Search MEDLINE/PubMed


  • Title: [A randomized, multicenter, active-controlled trial to compare the efficacy of recombinant human parathyroid hormone (1-34) with that of elcatonin in postmenopausal women with osteoporosis in China].
    Author: Zhang XZ, Song LG, Wang B, Yang J, Li H, Xuan M, Lei T, Guo XH, Lü XF, Xue QY, Yang GY, Ji QH, Shen J, Liu ZM, Li CJ, Wu TF, Xie HB, Tong JC.

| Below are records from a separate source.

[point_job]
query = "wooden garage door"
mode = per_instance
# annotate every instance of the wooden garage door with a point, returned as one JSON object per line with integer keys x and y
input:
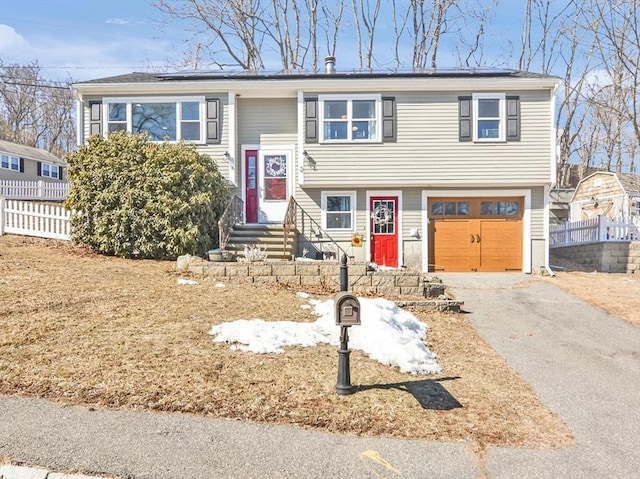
{"x": 475, "y": 234}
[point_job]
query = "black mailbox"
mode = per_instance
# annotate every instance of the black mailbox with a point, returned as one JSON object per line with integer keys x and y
{"x": 347, "y": 309}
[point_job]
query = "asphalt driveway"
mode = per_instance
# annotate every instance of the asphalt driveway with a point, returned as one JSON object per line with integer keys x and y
{"x": 583, "y": 363}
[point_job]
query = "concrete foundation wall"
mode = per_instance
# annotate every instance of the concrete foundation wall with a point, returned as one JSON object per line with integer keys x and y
{"x": 610, "y": 256}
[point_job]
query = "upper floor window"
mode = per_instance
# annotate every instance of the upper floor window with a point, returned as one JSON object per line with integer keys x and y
{"x": 50, "y": 171}
{"x": 338, "y": 211}
{"x": 162, "y": 119}
{"x": 489, "y": 112}
{"x": 353, "y": 118}
{"x": 489, "y": 117}
{"x": 10, "y": 162}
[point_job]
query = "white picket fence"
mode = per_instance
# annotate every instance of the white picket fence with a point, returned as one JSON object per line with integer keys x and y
{"x": 34, "y": 190}
{"x": 596, "y": 229}
{"x": 34, "y": 219}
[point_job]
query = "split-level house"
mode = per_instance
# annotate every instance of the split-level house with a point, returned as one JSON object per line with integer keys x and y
{"x": 436, "y": 170}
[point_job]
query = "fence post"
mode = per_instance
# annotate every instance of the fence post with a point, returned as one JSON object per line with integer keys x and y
{"x": 1, "y": 216}
{"x": 602, "y": 228}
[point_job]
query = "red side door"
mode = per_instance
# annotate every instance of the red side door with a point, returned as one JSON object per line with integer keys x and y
{"x": 251, "y": 185}
{"x": 384, "y": 230}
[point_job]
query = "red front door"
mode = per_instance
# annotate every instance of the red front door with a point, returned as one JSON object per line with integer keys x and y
{"x": 251, "y": 185}
{"x": 384, "y": 230}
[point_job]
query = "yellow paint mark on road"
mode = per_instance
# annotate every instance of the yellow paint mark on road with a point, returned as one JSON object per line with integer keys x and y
{"x": 378, "y": 465}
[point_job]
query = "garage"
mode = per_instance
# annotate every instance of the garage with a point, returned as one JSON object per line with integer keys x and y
{"x": 475, "y": 234}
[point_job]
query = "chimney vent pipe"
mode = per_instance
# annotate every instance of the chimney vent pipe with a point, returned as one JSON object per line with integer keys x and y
{"x": 330, "y": 65}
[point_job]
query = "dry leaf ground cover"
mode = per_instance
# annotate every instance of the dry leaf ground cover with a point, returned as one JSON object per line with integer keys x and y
{"x": 80, "y": 328}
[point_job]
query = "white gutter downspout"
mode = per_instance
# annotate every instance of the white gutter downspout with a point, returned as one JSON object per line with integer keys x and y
{"x": 79, "y": 121}
{"x": 554, "y": 175}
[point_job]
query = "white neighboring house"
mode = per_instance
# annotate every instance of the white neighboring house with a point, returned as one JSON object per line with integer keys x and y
{"x": 28, "y": 173}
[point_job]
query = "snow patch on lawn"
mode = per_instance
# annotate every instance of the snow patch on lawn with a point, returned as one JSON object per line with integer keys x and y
{"x": 387, "y": 334}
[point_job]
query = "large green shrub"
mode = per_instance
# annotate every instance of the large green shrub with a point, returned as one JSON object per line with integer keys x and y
{"x": 136, "y": 198}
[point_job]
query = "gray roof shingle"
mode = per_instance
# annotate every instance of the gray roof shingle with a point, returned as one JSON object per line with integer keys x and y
{"x": 29, "y": 152}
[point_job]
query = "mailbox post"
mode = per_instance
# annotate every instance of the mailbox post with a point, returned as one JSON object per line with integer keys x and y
{"x": 347, "y": 313}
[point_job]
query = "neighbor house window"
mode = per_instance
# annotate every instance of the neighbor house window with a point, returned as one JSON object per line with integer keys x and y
{"x": 10, "y": 162}
{"x": 489, "y": 116}
{"x": 50, "y": 171}
{"x": 354, "y": 118}
{"x": 338, "y": 211}
{"x": 162, "y": 119}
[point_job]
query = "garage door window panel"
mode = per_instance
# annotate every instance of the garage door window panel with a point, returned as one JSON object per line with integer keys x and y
{"x": 450, "y": 208}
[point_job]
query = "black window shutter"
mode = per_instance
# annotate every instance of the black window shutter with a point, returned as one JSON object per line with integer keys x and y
{"x": 213, "y": 120}
{"x": 95, "y": 118}
{"x": 311, "y": 120}
{"x": 389, "y": 128}
{"x": 465, "y": 118}
{"x": 513, "y": 118}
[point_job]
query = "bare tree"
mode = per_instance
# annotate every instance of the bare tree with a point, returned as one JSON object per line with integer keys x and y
{"x": 233, "y": 28}
{"x": 35, "y": 112}
{"x": 399, "y": 20}
{"x": 331, "y": 24}
{"x": 365, "y": 12}
{"x": 475, "y": 16}
{"x": 618, "y": 101}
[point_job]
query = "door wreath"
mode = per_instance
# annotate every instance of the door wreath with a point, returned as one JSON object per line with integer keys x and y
{"x": 382, "y": 215}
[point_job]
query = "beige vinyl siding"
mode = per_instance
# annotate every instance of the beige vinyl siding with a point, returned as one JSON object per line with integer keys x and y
{"x": 265, "y": 122}
{"x": 428, "y": 153}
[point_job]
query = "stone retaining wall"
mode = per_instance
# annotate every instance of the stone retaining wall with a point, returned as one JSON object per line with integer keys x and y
{"x": 610, "y": 256}
{"x": 323, "y": 274}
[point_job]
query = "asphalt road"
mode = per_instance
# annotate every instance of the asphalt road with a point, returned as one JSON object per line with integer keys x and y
{"x": 583, "y": 363}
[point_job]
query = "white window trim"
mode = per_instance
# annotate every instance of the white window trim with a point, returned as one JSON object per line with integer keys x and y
{"x": 51, "y": 167}
{"x": 349, "y": 99}
{"x": 502, "y": 118}
{"x": 11, "y": 159}
{"x": 178, "y": 100}
{"x": 354, "y": 199}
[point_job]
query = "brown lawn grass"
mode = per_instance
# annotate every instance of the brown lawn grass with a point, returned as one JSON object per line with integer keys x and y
{"x": 616, "y": 293}
{"x": 79, "y": 328}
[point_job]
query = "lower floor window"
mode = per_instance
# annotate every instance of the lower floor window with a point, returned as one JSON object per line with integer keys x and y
{"x": 10, "y": 162}
{"x": 338, "y": 211}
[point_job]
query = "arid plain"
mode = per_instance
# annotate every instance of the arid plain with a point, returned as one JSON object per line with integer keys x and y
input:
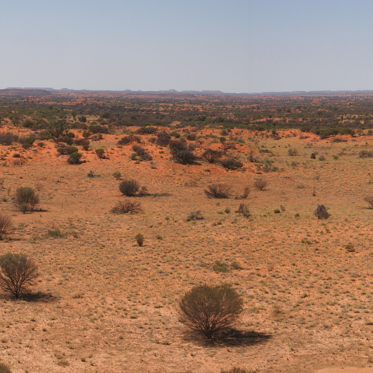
{"x": 104, "y": 304}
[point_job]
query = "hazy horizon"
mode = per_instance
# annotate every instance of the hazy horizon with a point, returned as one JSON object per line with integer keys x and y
{"x": 234, "y": 47}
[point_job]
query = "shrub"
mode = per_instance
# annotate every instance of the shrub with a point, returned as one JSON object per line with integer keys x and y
{"x": 369, "y": 199}
{"x": 74, "y": 158}
{"x": 4, "y": 368}
{"x": 26, "y": 199}
{"x": 17, "y": 272}
{"x": 55, "y": 233}
{"x": 184, "y": 156}
{"x": 66, "y": 139}
{"x": 322, "y": 158}
{"x": 218, "y": 191}
{"x": 220, "y": 266}
{"x": 100, "y": 153}
{"x": 211, "y": 155}
{"x": 6, "y": 225}
{"x": 177, "y": 145}
{"x": 235, "y": 370}
{"x": 321, "y": 212}
{"x": 292, "y": 152}
{"x": 7, "y": 138}
{"x": 195, "y": 215}
{"x": 128, "y": 139}
{"x": 125, "y": 207}
{"x": 260, "y": 184}
{"x": 366, "y": 154}
{"x": 163, "y": 138}
{"x": 139, "y": 239}
{"x": 245, "y": 193}
{"x": 141, "y": 152}
{"x": 129, "y": 187}
{"x": 96, "y": 128}
{"x": 244, "y": 210}
{"x": 67, "y": 150}
{"x": 231, "y": 164}
{"x": 146, "y": 130}
{"x": 210, "y": 310}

    Journal: Zhonghua Nei Ke Za Zhi; 2010 Aug; 49(8):662-6. PubMed ID: 20979784.
    Abstract:
    OBJECTIVE: To compare the clinical efficacy and safety between recombinant human parathyroid hormone (rhPTH) (1-34) and elcatonin in the treatment of postmenopausal women with osteoporosis in China. METHODS: This 6 month, multicenter, randomized and controlled study enrolled 205 postmenopausal women with osteoporosis. They were randomized to receive either rhPTH (1-34) 20 µg (200 U) daily or elcatonin 20 U weekly. Lumbar spine (L1-4) and femoral neck bone mineral density (BMD) and biochemical markers of bone turnover were measured. In the meantime adverse events were recorded. RESULTS: The results showed that both rhPTH (1-34) and elcatonin increased L1-4 BMD significantly at the endpoint of the study, but femoral neck BMD did not change significantly. From baseline to endpoint, BMD of L1-4 and femoral neck in the rhPTH (1-34) group increased by 5.51% (P<0.01) and 0.65% (P>0.05), but BMD of L1-4 and femoral neck in elcatonin group increased by 1.55% (P<0.05) and 0.11% (P>0.05). Moreover, the rhPTH (1-34) group had better improvement in L1-4 BMD than the elcatonin group at 3, 6 months, but there was no difference of BMD in these two groups with regard to femoral neck. There were greater mean increases of the bone markers in the rhPTH (1-34) group than those in the elcatonin group at 3, 6 months [serum bone-specific alkaline phosphatase (BSAP) 36.79% vs 0.31%; 92.42% vs -0.17%; the ratio of urine N-telopeptide of type I collagen and creatinine (NTX/Cr) 48.91% vs -5.32%; 68.82% vs -10.86%]. Both kinds of treatment were well tolerated and there were no differences between the two groups in the rates of adverse events and serious adverse events. CONCLUSION: It is concluded that rhPTH (1-34) has more positive effects on bone formation than elcatonin as shown by the greater increments of L1-4 BMD and bone formation markers and the less occurrence of adverse events as well as no significant change in hepatic, renal or hemopoietic function.